Clementi entitled his Op. 49 pieces “Monferrinas,” meaning to invoke a Northern Italian dance–from the state of Monferrato–that occasionally flitters like a Beethoven bagatelle (No. 3 in E) or Schubert waltz (No. 2 in C). The angular No. 4 A Minor seems more modal in character, its light right-hand filigree reminiscent of both Beethoven and Schubert. The curious metrics of No. 5 in A anticipate Schumann. The D Minor/D Major diptych that follows reveals intricacies we associate with Chopin and his forerunner Scarlatti. The E-flat Major takes the 6/8 dance form and turns it into a stamping folk tune with a light trio. The Piedmont sensibility gushes forth in the gentle No. 9 in G Major, almost a Schubert laendler. The No. 10 in C and No. 11 in F might have been marked “alla musette,” since their delicate high range of ornamented notes and ostinato bass invoke a music-box. The last of the set gilds the lily in a series of ringing arpeggios, setting a pattern Schumann could borrow for his butterflies. More virtuosity in the manner of three-hand effects gives us the impression of a restrained and elegant bravura.
The pathos-laden G Minor Sonata “Didone Abbandonata” is Clementi’s last published work, a dramatic scene inspired by the death of the Queen of Carthage at her own hand after her abandonment by her lover Aeneas. Clementi enters the empfindsamkeit world of emotional text-painting, the chromatic lines tracing the twisted love and emotional dissolution of the Queen’s mental state. After a relatively short Introduzione, the main movement, Allegro con espressione, follows, built as a series of emotionally disparate episodes fraught with runs and jabbing sforzati. The harmonies become quite advanced in their dissonance and stretti, almost an adumbration of Liszt. A late Beethoven influence for the Adagio dolente? The sudden moments of anguish suggest an instrumental Gesualdo in broken style. A suggestion of fugato dissipates but leaves obsessive repeats, the chromatic line all but invoking the Liszt B Minor Sonata. The last movement literally captures Dido’s emotional desperation, the runs and choppy bass line appropriate for a silent film melodrama until more of a virtuosic Beethoven ethos sets in. The last page finds Dido’s fury self-consuming, a resounding finale.

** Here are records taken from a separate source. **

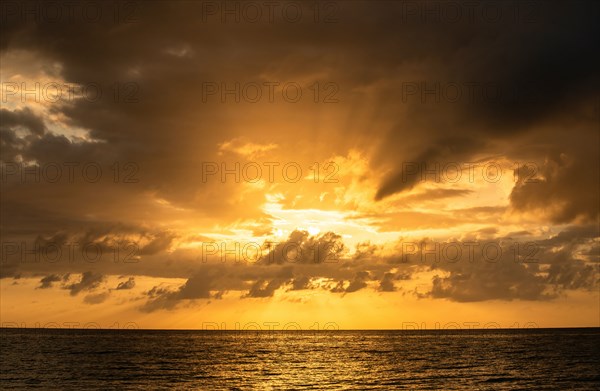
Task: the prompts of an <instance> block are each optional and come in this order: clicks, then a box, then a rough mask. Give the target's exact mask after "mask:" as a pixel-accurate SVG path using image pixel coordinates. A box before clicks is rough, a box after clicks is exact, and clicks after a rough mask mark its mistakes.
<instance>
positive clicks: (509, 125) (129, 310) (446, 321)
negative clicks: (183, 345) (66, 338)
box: [0, 2, 600, 329]
mask: <svg viewBox="0 0 600 391" xmlns="http://www.w3.org/2000/svg"><path fill="white" fill-rule="evenodd" d="M201 3H202V2H198V4H195V3H173V5H172V6H171V7H169V6H166V5H165V4H162V3H156V4H154V3H152V4H144V5H143V6H142V5H140V6H139V8H136V14H135V15H136V18H135V20H127V21H123V20H114V19H112V17H110V18H109V17H106V20H105V19H102V20H101V21H100V22H98V23H90V22H89V21H86V20H83V19H78V18H77V17H74V20H68V21H65V23H61V24H56V23H50V22H49V21H47V20H44V18H43V17H42V18H41V19H40V20H37V21H33V20H29V19H28V18H24V17H22V15H21V16H19V15H12V16H10V15H9V17H8V18H9V19H8V20H7V21H6V23H4V25H3V27H2V39H1V40H0V44H1V45H0V62H1V72H0V82H1V86H2V88H1V91H0V93H1V96H0V98H1V118H0V119H1V125H0V131H1V136H2V143H1V152H2V156H1V166H0V168H1V169H2V172H1V173H2V182H1V185H2V196H1V198H0V204H1V205H0V206H1V208H0V209H1V212H2V213H1V215H2V217H1V220H0V228H1V231H2V264H1V269H0V271H1V273H0V275H1V277H2V278H1V279H0V291H1V297H0V304H1V305H0V317H1V322H2V325H4V326H7V327H14V326H15V325H21V326H26V327H36V325H42V326H43V325H46V326H47V327H51V326H53V325H56V324H58V325H61V326H62V327H72V325H73V324H80V325H82V327H84V326H85V327H87V326H86V325H88V326H90V325H91V326H90V327H92V326H94V325H98V326H99V327H103V328H109V327H126V325H128V326H127V327H130V326H131V327H139V328H186V329H194V328H212V327H215V324H217V325H219V326H218V327H224V328H228V329H234V328H244V327H246V326H247V327H254V326H253V325H255V324H258V325H260V327H261V328H268V327H272V326H273V325H274V327H275V328H286V327H287V326H286V325H288V326H289V327H296V326H298V327H300V328H302V329H308V328H311V327H312V328H321V329H322V328H324V327H337V328H341V329H352V328H358V329H378V328H381V329H389V328H412V327H415V325H418V327H424V328H444V327H449V328H450V327H455V326H456V325H459V327H462V328H468V327H534V326H535V327H563V326H596V327H597V326H599V325H600V294H599V290H598V283H599V279H598V275H599V274H598V261H599V256H598V249H599V248H600V247H599V246H600V243H599V239H600V235H599V231H598V223H599V220H598V218H599V213H598V205H599V201H600V200H599V197H600V190H599V187H598V182H597V179H598V175H599V174H598V170H599V168H598V167H599V156H600V155H599V145H600V144H599V133H598V128H599V126H598V123H599V118H598V100H597V86H598V72H597V69H598V67H597V66H596V65H598V53H596V52H594V51H593V50H591V48H593V47H597V45H596V44H597V38H594V37H597V36H600V34H595V32H597V31H596V30H597V29H598V28H597V25H595V24H594V23H593V22H592V21H591V19H589V20H588V19H586V17H585V15H586V11H587V10H586V9H585V7H582V8H577V7H573V8H572V9H571V10H570V11H569V12H570V13H567V14H565V13H564V10H561V9H560V7H553V6H550V5H546V6H544V7H546V8H543V9H540V10H539V11H540V12H539V14H538V18H537V19H536V21H535V23H524V22H523V21H520V20H513V19H510V18H505V19H502V21H501V22H500V23H489V21H486V20H485V18H484V19H481V20H478V19H476V20H474V21H473V20H471V21H469V20H461V21H459V22H455V21H448V20H444V19H443V18H442V19H441V20H423V19H420V18H413V17H412V16H411V15H406V14H403V12H406V10H405V9H403V8H402V7H401V6H400V5H399V4H396V3H394V2H374V3H370V4H368V3H361V2H343V3H336V4H337V5H338V7H336V8H335V9H334V12H335V18H334V19H331V20H330V19H327V20H328V22H327V23H326V22H325V21H324V20H321V19H317V20H315V19H314V18H313V17H312V16H311V17H309V16H310V15H312V14H309V13H308V8H306V5H303V6H302V7H304V8H303V9H304V11H305V13H304V14H302V15H303V17H302V18H301V20H299V21H298V22H294V23H292V22H290V21H289V20H287V19H285V17H281V15H280V17H279V18H278V17H277V16H276V19H275V20H274V21H273V23H270V22H268V21H259V22H249V21H248V20H245V19H244V17H243V16H244V15H241V21H240V22H239V23H238V22H234V21H231V20H230V21H228V20H225V21H222V20H221V19H219V18H217V17H215V16H214V15H212V14H205V13H204V14H203V12H206V9H203V8H202V4H201ZM282 4H283V5H285V4H287V2H282ZM103 7H104V8H103V10H105V11H106V13H104V14H103V15H105V16H106V15H113V13H110V12H109V11H111V10H110V7H111V6H110V5H104V6H103ZM503 7H508V8H507V9H506V10H505V11H506V12H507V13H506V14H505V15H509V11H510V9H509V8H510V6H509V5H504V6H503ZM328 11H330V10H328ZM556 15H561V18H560V21H559V22H558V25H557V24H556V19H555V18H554V17H555V16H556ZM313 16H314V15H313ZM406 18H408V19H406ZM398 20H403V23H398ZM559 38H560V39H559ZM563 58H570V59H572V60H570V61H568V62H567V61H563V60H562V59H563ZM540 69H542V70H540ZM236 83H238V84H236ZM595 88H596V89H595ZM490 91H491V92H490ZM594 91H595V92H594ZM492 92H493V93H494V94H492ZM490 94H492V95H490ZM272 322H275V323H277V324H276V325H275V323H272ZM70 325H71V326H70ZM115 325H116V326H115ZM290 325H291V326H290ZM473 325H475V326H473Z"/></svg>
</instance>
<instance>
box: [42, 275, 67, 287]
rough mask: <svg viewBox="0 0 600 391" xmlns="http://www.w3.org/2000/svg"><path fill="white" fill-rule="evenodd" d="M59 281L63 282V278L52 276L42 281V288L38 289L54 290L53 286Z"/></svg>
mask: <svg viewBox="0 0 600 391" xmlns="http://www.w3.org/2000/svg"><path fill="white" fill-rule="evenodd" d="M59 281H62V277H60V276H59V275H57V274H51V275H49V276H46V277H44V278H42V279H41V280H40V286H39V287H38V289H48V288H52V284H53V283H55V282H59Z"/></svg>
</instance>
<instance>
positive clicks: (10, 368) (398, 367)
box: [0, 328, 600, 390]
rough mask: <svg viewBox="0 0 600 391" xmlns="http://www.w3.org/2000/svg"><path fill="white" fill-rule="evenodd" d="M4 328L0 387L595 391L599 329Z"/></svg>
mask: <svg viewBox="0 0 600 391" xmlns="http://www.w3.org/2000/svg"><path fill="white" fill-rule="evenodd" d="M0 336H1V339H0V347H1V350H0V371H1V376H0V388H1V389H29V388H37V389H44V390H52V389H84V390H91V389H102V390H154V389H190V390H283V389H290V390H315V389H334V390H392V389H418V390H511V389H527V390H534V389H535V390H540V389H547V390H566V389H579V390H599V389H600V329H598V328H591V329H521V330H518V329H515V330H430V331H427V330H416V331H409V330H404V331H258V332H257V331H193V330H189V331H175V330H75V329H72V330H68V329H9V328H4V329H0Z"/></svg>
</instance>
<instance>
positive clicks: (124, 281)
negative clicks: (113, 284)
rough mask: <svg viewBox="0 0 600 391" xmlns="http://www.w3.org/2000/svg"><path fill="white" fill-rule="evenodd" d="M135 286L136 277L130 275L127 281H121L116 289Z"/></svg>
mask: <svg viewBox="0 0 600 391" xmlns="http://www.w3.org/2000/svg"><path fill="white" fill-rule="evenodd" d="M133 288H135V278H134V277H129V279H128V280H127V281H123V282H120V283H119V285H117V287H116V288H115V289H116V290H123V289H133Z"/></svg>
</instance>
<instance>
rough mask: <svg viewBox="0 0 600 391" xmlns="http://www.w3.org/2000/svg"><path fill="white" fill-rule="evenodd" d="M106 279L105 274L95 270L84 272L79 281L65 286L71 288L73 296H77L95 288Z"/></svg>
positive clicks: (94, 288)
mask: <svg viewBox="0 0 600 391" xmlns="http://www.w3.org/2000/svg"><path fill="white" fill-rule="evenodd" d="M103 281H104V276H103V275H101V274H98V273H94V272H84V273H83V274H82V275H81V279H80V280H79V282H76V283H73V284H68V285H66V286H65V287H64V288H65V289H68V290H69V294H70V295H71V296H76V295H77V294H78V293H80V292H83V291H89V290H93V289H95V288H97V287H99V286H100V284H101V283H102V282H103Z"/></svg>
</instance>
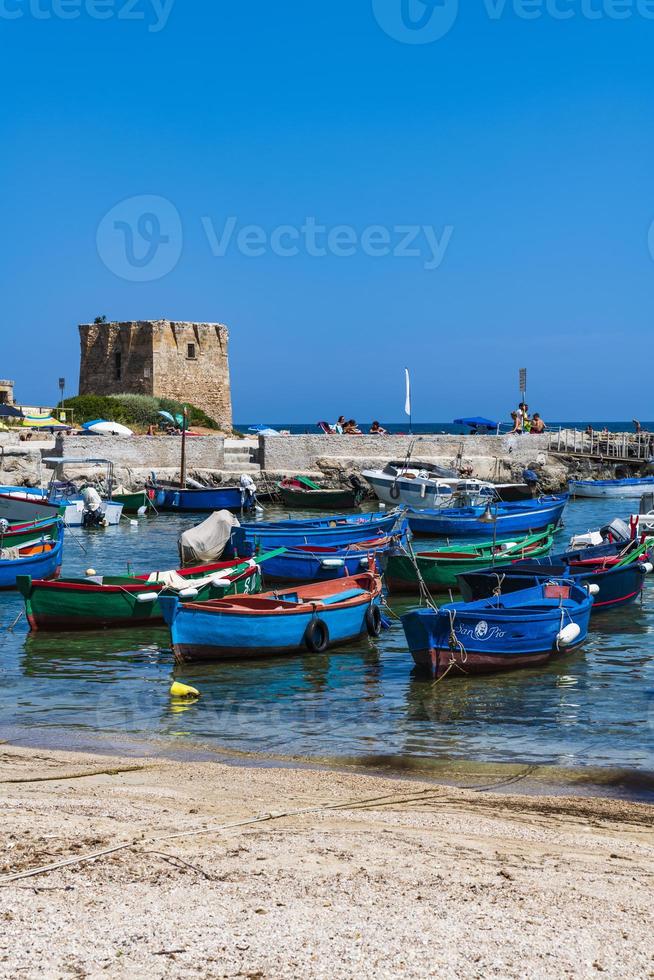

For sheer contrast the D Major Sonata fills the Classical bill par excellence, rife with every kind of formula that marks the Haydn/Mozart style. Light, elegant, bubbly in its Alberti bass, the music moves with a frothy energy in the opening Presto. A sweet da capo movement, Un poco andante, follows, unassuming in means and melodic tissue. Haydn meets his match for long strings of runs and brisk fioritura in the Rondo finale. The piano sound–courtesy of Frank Cunningham at WGBH Boston (2009)–enjoys a bright presence without becoming intrusive.